Swift Generics
Generics are used to write flexible and reusable code that can work across multiple types. So instead of creating a different function/struct for every type such as Int, String, etc, we can set a Generic type. A generic type is also known as a placeholder type. Typically when we pass typed parameters in a function we do something like
func printInt(aValue: Int) {
print(aValue)
}
printInt(aValue: 1)
func printString(aString: String) {
print(aString)
}
printString(aString: "balututorial.com")
Now we can easily use generic parameters instead of creating a different function for each type. For creating a generic function you need to set a placeholder value after the function name in angular brackets as <Element>.
You need to use the same placeholder value as parameters/return types. You can pass more than one placeholder values too. Typically, if the generic parameter placeholder doesn’t represent anything, use T, U, V, etc.
func printAnyThing<T>(a: T) {
print(a)
}
printAnyThing(a: 1)
printAnyThing(a: "Balututorial.com")
Another example: The classical way of swapping values:
func swapData<T>(_ a: inout T, _ b: inout T) {
let temporaryA = a
a = b
b = temporaryA
}
var x = "Balu"
var y = "Tutorial"
swapData(&x, &y)
print("x:\(x) y:\(y)")
var valueX = 2
var valueY = 3
swapData(&valueX, &valueY)
print(valueX)
print(valueY)
func printTandU<T,U>(a:T,b:U) {
print("T is \(a) and U is \(b)")
}
printTandU(a: 1, b: "Swift Generics")
Generic Type Constraints
We can constrain a Generic type to conform to a certain type also.
import Foundation
class Person {
var name: String?
var age: Int
init(name: String, age: Int) {
self.name = name
self.age = age
}
}
func printDetails<T: Person>(person1: T, person2: T) {
print("Name: is \(person1.name ?? "nil") and age \(person1.age)")
print("Name: is \(person2.name ?? "nil") and age \(person2.age)")
}
var p1 = Person(name: "Balu Naik",age: 31)
var p2 = Person(name: "Balututorial.com",age: 1)
printDetails(person1: p1, person2: p2)
T conforms to the type of Person. So you cannot pass any value that isn’t of the type Person in the above code. Doing the following would lead to a crash.
class AClass {
}
printDetails(person1: AClass(), person2: AClass()) //Error: Class AClass isn't of the type Person.
Subclasses would conform to the generic parameter type.

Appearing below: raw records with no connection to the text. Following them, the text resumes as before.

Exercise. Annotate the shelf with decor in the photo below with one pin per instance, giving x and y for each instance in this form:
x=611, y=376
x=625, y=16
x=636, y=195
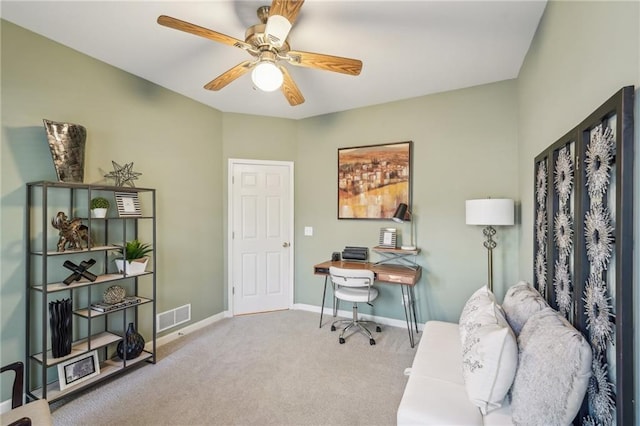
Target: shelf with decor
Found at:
x=70, y=255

Another example where the generic type must conform to the protocol
func compareAandB<T: Equatable>(a: T, b: T) {
print("a == b ? \(a==b)")
}
compareAandB(a: 2, b: 3)
compareAandB(a: "Hai", b: "Hello")
Here the == won’t work without the Equatable protocol.
Using Extensions on Generic Types
We can use Extensions on a Generic type in the following way:
import Foundation
struct Stack<T> {
var items = [T]()
mutating func push(_ item: T) {
items.append(item)
}
mutating func pop() -> T {
return items.removeLast()
}
}
var stackOfInt = Stack<Int>()
stackOfInt.push(2)
stackOfInt.push(3)
print(stackOfInt) //Stack<Int>(items: [2, 3])
Using the where clause
We can use a where clause for an even stricter Generic type constraint checking. In the where clause we can add additional conditions.
import Foundation
protocol Hogwarts {}
protocol Muggles {}
class Person: Hogwarts {
var name: String?
var age: Int
init(name: String, age: Int) {
self.name = name
self.age = age
}
}
class MClass: Person, Muggles {}
func printDetails<T:Person>(a: T) where T:Muggles {
print("a is \(a.name ?? "NA") and age \(a.age)")
}
var p1 = Person(name: "Balu Naik",age: 31)
var p2 = Person(name: "Ron",age: 111)
var m2 = MClass(name: "Balututorial.com",age: 1)
//printDetails(a: p1) //Error: Argument type 'Person' does not conform to expected type 'Muggles'
//printDetails(a: p2) //Error: Argument type 'Person' does not conform to expected type 'Muggles'
printDetails(a: m2)
So in the above code, we add a checker wherein the type T must conform to Muggles protocol as well besides conforming to the class Person.
Hence it’ll take only types of class M in the above code. Not of the class Person.